Studio album by Enslaved
- Released: 14 April 2003
- Recorded: September–October 2002, Greighallen Studios in Bergen
- Genres: Black metal; Viking metal; progressive metal;
- Length: 46:17
- Label: Osmose
- Producers: Pytten, Jørgen Træen, Ivar Peersen, Grutle Kjellson

Enslaved chronology
| Monumension (2001) | Below the Lights (2003) | Isa (2004) |

= Below the Lights =

Below the Lights is the seventh studio album by Norwegian extreme metal band Enslaved. It was released on 14 April 2003. Beyond it being their last full-length for production company Osmose (they would move to Candlelight for their next studio album), a few lineup changes would take place. This would be the last album Enslaved recorded with Dirge Rep on drums (he also co-wrote two songs), and the first album featuring Arve Isdal as lead guitarist. They would also enlist a full-time keyboardist in Herbrand Larsen (who helped engineer the record), bringing the band personnel from four to five.

== Critical reception ==
AllMusic's William York wrote a positive review of the album, writing that "for all its variety, this is still a fairly heavy, meat-and-potatoes album with plenty of emotional nuance as well. There are a few spots where Enslaved's ambitions get the better of them, but the experimentation is welcome in any case, and most of it does work. Below the Lights will likely stand out down the road as one of the top black metal releases of 2003." In 2016, About.com named it the best Enslaved album to date, highlighting it for being "everything the band had been slowly building towards was fully realized", fully unleashing the band's potential, and "their crowning achievement."

==Track listing==

"Havenless" contains excerpts from Aksel Sandemose's "Vi pynter oss med horn".

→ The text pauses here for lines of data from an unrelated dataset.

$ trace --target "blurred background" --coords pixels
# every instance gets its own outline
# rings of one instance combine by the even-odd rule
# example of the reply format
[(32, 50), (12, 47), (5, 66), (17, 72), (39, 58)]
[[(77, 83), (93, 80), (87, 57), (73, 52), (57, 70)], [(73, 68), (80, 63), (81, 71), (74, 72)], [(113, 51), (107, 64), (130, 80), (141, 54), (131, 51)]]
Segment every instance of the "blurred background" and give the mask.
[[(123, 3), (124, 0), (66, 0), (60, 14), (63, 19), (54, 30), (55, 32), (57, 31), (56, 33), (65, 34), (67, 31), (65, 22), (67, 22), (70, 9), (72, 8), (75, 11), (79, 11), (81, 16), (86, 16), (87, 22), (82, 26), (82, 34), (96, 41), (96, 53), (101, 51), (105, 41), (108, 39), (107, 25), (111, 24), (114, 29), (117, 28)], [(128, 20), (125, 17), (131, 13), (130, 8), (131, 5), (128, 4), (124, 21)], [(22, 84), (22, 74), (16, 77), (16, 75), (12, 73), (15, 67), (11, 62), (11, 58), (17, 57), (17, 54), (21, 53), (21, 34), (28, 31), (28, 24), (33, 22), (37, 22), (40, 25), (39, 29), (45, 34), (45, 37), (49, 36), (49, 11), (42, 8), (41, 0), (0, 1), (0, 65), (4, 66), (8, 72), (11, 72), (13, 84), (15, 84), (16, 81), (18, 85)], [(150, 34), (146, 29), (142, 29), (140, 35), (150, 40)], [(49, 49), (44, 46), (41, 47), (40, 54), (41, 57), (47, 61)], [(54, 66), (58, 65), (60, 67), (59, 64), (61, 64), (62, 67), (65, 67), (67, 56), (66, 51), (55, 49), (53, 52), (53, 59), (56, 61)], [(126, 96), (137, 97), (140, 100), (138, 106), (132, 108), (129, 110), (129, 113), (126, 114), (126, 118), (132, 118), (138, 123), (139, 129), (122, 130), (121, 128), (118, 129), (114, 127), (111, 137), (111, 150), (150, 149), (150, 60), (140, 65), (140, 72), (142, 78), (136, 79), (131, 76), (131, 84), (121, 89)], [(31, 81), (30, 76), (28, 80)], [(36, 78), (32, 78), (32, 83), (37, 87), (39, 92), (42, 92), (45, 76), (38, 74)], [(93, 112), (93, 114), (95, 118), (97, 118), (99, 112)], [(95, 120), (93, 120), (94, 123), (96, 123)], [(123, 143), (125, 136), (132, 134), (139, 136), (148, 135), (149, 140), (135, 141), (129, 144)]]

| No. | Title | Lyrics | Music | Length |
|---|---|---|---|---|
| 1. | "As Fire Swept Clean the Earth" | Peersen / Grutle | Peersen | 6:35 |
| 2. | "The Dead Stare" | Peersen / Husebø | Peersen | 5:37 |
| 3. | "The Crossing" | Grutle | Peersen | 9:12 |
| 4. | "Queen of Night" | Peersen | Peersen | 5:59 |
| 5. | "Havenless" | Peersen | Peersen | 5:35 |
| 6. | "Ridicule Swarm" | Husebø | Peersen | 6:18 |
| 7. | "A Darker Place" | Peersen | Peersen | 7:01 |
| Total length: |  |  |  | 46:17 |

==Personnel==
===Enslaved===
- Grutle Kjellson – bass guitar, vocals
- Arve Isdal – guitar
- Ivar Bjørnson – guitars, keyboards, effectors
- Per Husebø (a.k.a. Dirge Rep) – drums

===Additional musicians===
- Gina Torgnes: Flute on "Queen of Night"
- Bjørgvin Tungrock Kor: Choir & Chants on "Havenless"
- Inge Rypdal: Lead Guitar on "A Darker Place"
- Dennis Reksten: Additional Synthesizers & Effects

===Technical personnel===
- Arranged By Enslaved
- Produced By Pytten, Jørgen Træen, Ivar Peersen & Grutle Kjellson
- Engineered By Pytten, Herbrand Larsen & Davide Bertolini
- Mixed By Ivar Bjornson, Grutle Kjellson & Jørgen Træen at Duper Studios in Bergen
- Mastered By Nicholas Ramaget, Pierre Dechamps (both at Digipro Studios) & Jørgen Træen (at Duper Studios)
- All Songs Published By Les Editions Hurlantes.